The exterior styling of the CTS-V is much more sporty and aggressive than the regular CTS, but its aggressive stance is far more than just skin-deep because the CTS-V is an unashamed performance take on the CTS format. As well as its monstrous 6.2-liter supercharged V-8 engine pumping out 640 horsepower, the CTS-V also boasts a whole raft of performance upgrades to the suspension and other areas to deliver the kind of handling the engine deserves.
How popular was the Cadillac CTS when it was new?
When the Cadillac CTS was in production it was widely regarded as a good car and a good buy in most parts of the media, and sales figures for its early and middle years reflected this. Sales consistently ran at between 45,000 and 60,000 units up to and including 2012, but new sales went into terminal decline from 2013 onwards.

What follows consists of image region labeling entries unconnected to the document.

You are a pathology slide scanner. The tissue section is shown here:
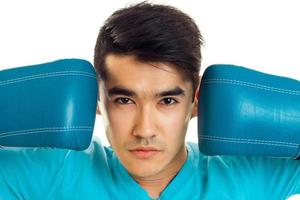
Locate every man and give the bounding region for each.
[0,3,300,200]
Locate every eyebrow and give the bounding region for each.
[155,87,185,97]
[107,86,185,97]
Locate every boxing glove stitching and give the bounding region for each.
[0,126,93,138]
[199,135,299,148]
[201,79,300,96]
[0,71,96,86]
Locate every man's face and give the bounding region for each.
[99,54,197,178]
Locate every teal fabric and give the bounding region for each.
[0,140,300,200]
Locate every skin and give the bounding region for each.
[98,54,198,198]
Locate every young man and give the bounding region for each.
[0,3,300,200]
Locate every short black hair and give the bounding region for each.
[94,2,203,94]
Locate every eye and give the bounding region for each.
[160,98,178,105]
[115,97,133,104]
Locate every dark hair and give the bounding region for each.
[94,2,203,94]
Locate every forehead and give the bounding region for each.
[105,54,191,89]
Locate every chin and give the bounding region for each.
[125,160,163,178]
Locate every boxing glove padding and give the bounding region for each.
[0,59,98,150]
[198,65,300,158]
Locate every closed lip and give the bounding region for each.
[129,147,159,151]
[129,147,160,159]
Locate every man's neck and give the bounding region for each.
[133,147,187,199]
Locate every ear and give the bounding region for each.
[96,100,101,115]
[192,77,201,118]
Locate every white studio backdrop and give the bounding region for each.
[0,0,300,147]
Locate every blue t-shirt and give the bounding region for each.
[0,140,300,200]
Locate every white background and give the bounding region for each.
[0,0,300,147]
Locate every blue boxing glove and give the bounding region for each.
[198,65,300,158]
[0,59,98,150]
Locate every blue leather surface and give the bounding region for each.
[198,65,300,158]
[0,59,98,150]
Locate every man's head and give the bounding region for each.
[94,3,203,94]
[94,3,202,181]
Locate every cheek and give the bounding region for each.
[106,107,133,147]
[160,107,191,140]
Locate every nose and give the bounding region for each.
[133,106,157,138]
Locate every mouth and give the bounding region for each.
[129,147,161,159]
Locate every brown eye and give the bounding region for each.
[160,98,178,105]
[115,97,133,104]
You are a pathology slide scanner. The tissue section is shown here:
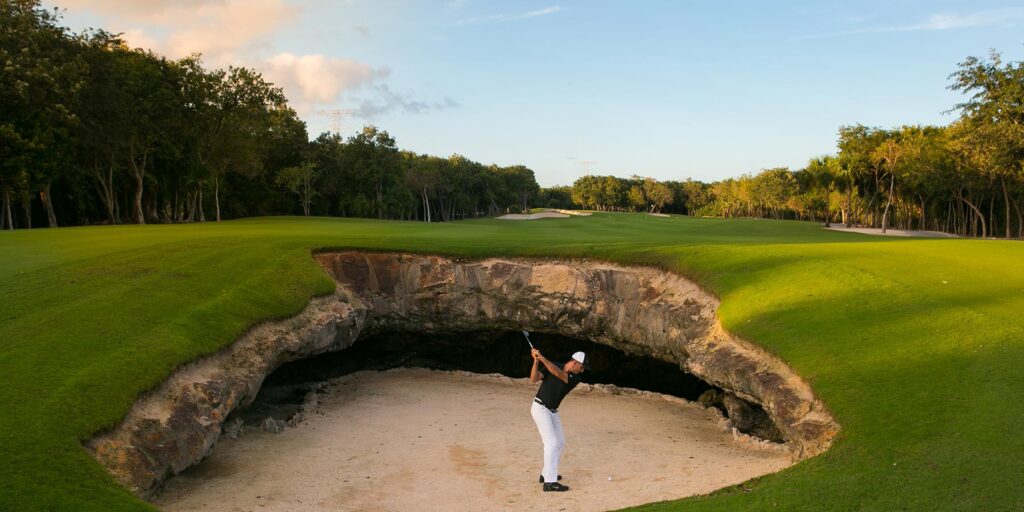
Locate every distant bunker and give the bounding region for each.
[86,251,839,498]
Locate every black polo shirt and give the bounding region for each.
[537,364,582,411]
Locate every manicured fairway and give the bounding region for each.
[0,214,1024,511]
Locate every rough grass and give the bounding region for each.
[0,214,1024,511]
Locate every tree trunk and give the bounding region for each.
[958,195,988,239]
[213,176,221,222]
[843,181,853,227]
[919,196,928,230]
[0,188,14,230]
[825,184,831,227]
[92,162,118,224]
[196,184,206,222]
[22,194,32,229]
[423,186,430,223]
[882,174,896,233]
[1010,193,1024,239]
[39,181,57,227]
[134,167,145,224]
[999,177,1011,240]
[377,176,384,219]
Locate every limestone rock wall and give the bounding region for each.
[316,252,839,458]
[87,252,839,497]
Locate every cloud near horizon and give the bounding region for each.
[804,7,1024,39]
[454,5,562,26]
[63,0,457,117]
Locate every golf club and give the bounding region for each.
[522,331,534,350]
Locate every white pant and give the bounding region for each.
[529,401,565,483]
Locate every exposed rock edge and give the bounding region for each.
[86,251,839,498]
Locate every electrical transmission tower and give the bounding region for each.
[577,160,597,176]
[314,109,355,135]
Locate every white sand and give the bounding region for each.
[496,209,593,220]
[825,225,959,239]
[155,370,791,512]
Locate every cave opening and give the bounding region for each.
[231,331,783,442]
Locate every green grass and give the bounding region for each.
[0,214,1024,511]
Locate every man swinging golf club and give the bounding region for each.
[523,331,588,493]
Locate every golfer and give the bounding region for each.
[529,348,587,493]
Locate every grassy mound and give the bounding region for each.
[0,214,1024,511]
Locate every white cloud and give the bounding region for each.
[909,7,1024,31]
[804,7,1024,39]
[355,84,459,119]
[65,0,300,66]
[57,0,456,117]
[454,5,562,26]
[258,52,390,112]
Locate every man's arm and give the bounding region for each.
[529,348,544,382]
[537,352,569,384]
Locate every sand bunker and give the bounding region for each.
[496,209,592,220]
[155,369,791,512]
[497,212,570,220]
[825,225,959,239]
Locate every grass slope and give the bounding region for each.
[0,214,1024,511]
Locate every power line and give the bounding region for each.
[313,109,355,135]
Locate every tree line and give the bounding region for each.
[0,0,1024,238]
[0,0,540,229]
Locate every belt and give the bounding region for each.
[534,396,558,413]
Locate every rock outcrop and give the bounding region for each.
[88,252,839,497]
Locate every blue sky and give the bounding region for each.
[50,0,1024,185]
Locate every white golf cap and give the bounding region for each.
[572,352,589,366]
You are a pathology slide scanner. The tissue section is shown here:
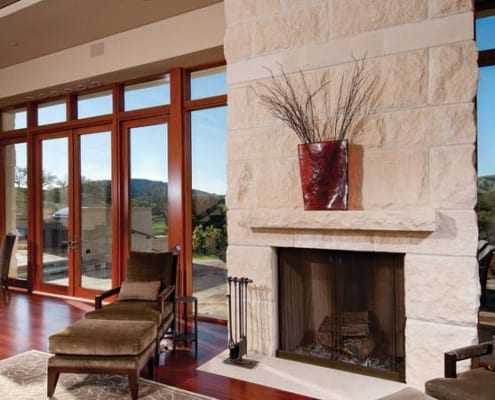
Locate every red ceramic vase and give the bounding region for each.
[298,140,349,210]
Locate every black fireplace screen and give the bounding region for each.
[277,248,405,381]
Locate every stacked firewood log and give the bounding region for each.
[316,311,375,362]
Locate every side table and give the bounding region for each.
[173,296,198,357]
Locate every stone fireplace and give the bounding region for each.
[224,0,480,388]
[277,248,405,381]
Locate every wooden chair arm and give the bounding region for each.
[157,285,175,312]
[95,286,120,310]
[444,341,493,378]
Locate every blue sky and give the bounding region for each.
[12,72,227,194]
[476,16,495,176]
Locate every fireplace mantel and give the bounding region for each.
[245,209,437,232]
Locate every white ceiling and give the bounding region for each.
[0,0,223,68]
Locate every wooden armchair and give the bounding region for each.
[0,233,16,304]
[425,341,495,400]
[85,251,178,361]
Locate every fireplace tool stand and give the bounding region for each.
[225,276,258,368]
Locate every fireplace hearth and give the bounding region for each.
[277,248,405,381]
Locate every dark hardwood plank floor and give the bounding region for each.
[0,291,318,400]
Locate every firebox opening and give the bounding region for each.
[277,248,405,382]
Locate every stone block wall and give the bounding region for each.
[224,0,479,387]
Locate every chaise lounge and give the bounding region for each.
[425,341,495,400]
[47,252,178,399]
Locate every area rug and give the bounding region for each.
[0,350,217,400]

The most successful year in terms of new sales for the CTS was 2005 when 61,512 units were sold in the US, but in 2015 annual sales nosedived to just 19,485. The decline continued with annual sales falling to 15,911, 10,344, and 11,219 in 2016, 2017, and 2018 respectively, and in 2019 just 6,965 new CTS models were sold.
Should you buy a used Cadillac CTS?
A used Cadillac CTS is one of the best ways to get a big slice of automotive luxury and great performance for a very reasonable amount of money. The CTS was reasonably priced for a luxury car when it was brand new, but as a discontinued used car it’s an even bigger bargain and one you should definitely check out.
Not everyone loves, or even likes, the exterior “Art and Science” design language of the CTS, especially the first two generations, but I think it deserves credit for daring to be different. If I’m honest, I think the regular versions of the first generation haven’t aged well.
While I thought they looked fantastic when they were new, nowadays they look something like those illustrations of “cars of the future” we now laugh at in books from the 1940s and 1950s.
On the other hand, I think the even more outrageous CTS-V versions of the Caddy have stood the test of time really well, in comparison. They were ludicrous when they were new and they still are. The angles and air intakes make almost comic-book promises about the car’s potential performance, but the really ludicrous thing about it is the real-world performance is even more outrageous than the way the CTS-V looks.